ANALYSE – Veel huizenbezitters willen nog even snel hun hypotheek oversluiten naar een lagere rente. Dat merk ik zelf en dat hoor ik van collega-adviseurs. Inmiddels maken hypotheekadviseurs en banken overuren – de afgelopen dagen helemaal, omdat de hypotheekrente weer iets lijkt te stijgen.
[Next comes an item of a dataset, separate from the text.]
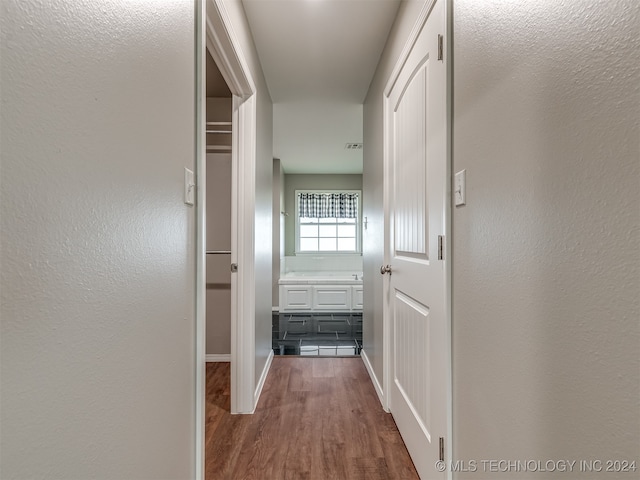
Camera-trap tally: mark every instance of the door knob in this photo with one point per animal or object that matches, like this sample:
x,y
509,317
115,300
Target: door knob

Toch is oversluiten niet altijd handig. Je betaalt namelijk een boeterente die kan oplopen tot tienduizenden euro’s. En er zijn meer zaken waar je op moet letten. Let vooral op de volgende 6 punten:

  1. Verhuizen. Als je van plan bent de komende jaren te verhuizen, is oversluiten vaak helemaal niet voordelig. Je betaalt dan misschien meer aan boeterente dan je aan lagere rentelasten terugverdient. Met deze tool kun je je terugverdientijd berekenen. Ook als je van plan bent de komende jaren extra af te lossen, is oversluiten vaak niet handig. Je betaalt dan voor het voordeel van een lagere rente over de hele lening, maar ziet daar vervolgens voor een deel van af.
  2. Eigenwoningforfait. De hypotheekrente is slechts voor een deel aftrekbaar, namelijk alleen voor zover die uitkomt boven het eigenwoningforfait. Dit forfait bedraagt momenteel 0,75 procent van de woz-waarde. Maar de woz-waarde in je aangifte loopt twee tot drie jaar achter bij de werkelijke waarde. Gezien de huizenboom in veel regio’s zal de woz-waarde de komende jaren flink kunnen stijgen. Met als gevolg dat steeds meer euro’s aan rentelasten niet aftrekbaar zijn. Als je dan een lagere hypotheekrente afspreekt en de rentelasten dalen, zal een groter deel daarvan niet langer aftrekbaar zijn. Zodat het voordeel van oversluiten minder groot is dan het lijkt.
  3. Lagere aftrek. De boeterente is aftrekbaar. Dat is mooi, maar omdat de boeterente vaak een flink bedrag is, is de kans groot dat je inkomen vanwege deze eenmalige aftrekpost deels in een lagere belastingschijf valt. Dan is het belastingvoordeel kleiner dan het lijkt. En kleiner dan wanneer je de oude, hogere hypotheekrente tegen het hoogste tarief was blijven aftrekken.
  4. (Bank)spaarhypotheek. Oversluiten is hier meestal niet voordelig. Een lagere rente heeft namelijk niet alleen gevolgen voor de rente die je betáált, ook de rente die je ontvangt over het spaardeel wordt lager. Dus moet de premie omhoog, anders spaar je het beoogde spaarsaldo niet bij elkaar. Maar terwijl de rente die je betaalt aftrekbaar is, is de spaarpremie niet aftrekbaar. Zodat een renteverlaging in de praktijk vaak leidt tot hogere hypotheeklasten. Voor dat genoegen betaal je dan ook nog een boeterente.
  5. Rentemiddeling. Als je de sommetjes hebt gemaakt en toch gaat oversluiten, betaal dan de boeterente in één keer. De laatste tijd is de zogeheten rentemiddeling populair. Daarbij hoef je de boeterente niet in één keer op te hoesten, maar mag je ‘m uitsmeren over de hele nieuwe rentevaste periode. Je krijgt dan een soort gemiddelde rente. Nadeel hiervan is dat je hierbij niet profiteert van het feit dat je bij de meeste hypotheken 10 tot 20 procent boetevrij mag aflossen. Alleen over de resterende 80 tot 90 procent betaal je een boeterente. Bij rentemiddeling betaal je bij de meeste banken over het hele bedrag een boeterente. Je moet het geld natuurlijk wel hebben.
  6. Box 3. Als je gaat oversluiten, doe dat nog dit jaar, dan valt dat bedrag tenminste niet op 1 januari 2017 in box 3.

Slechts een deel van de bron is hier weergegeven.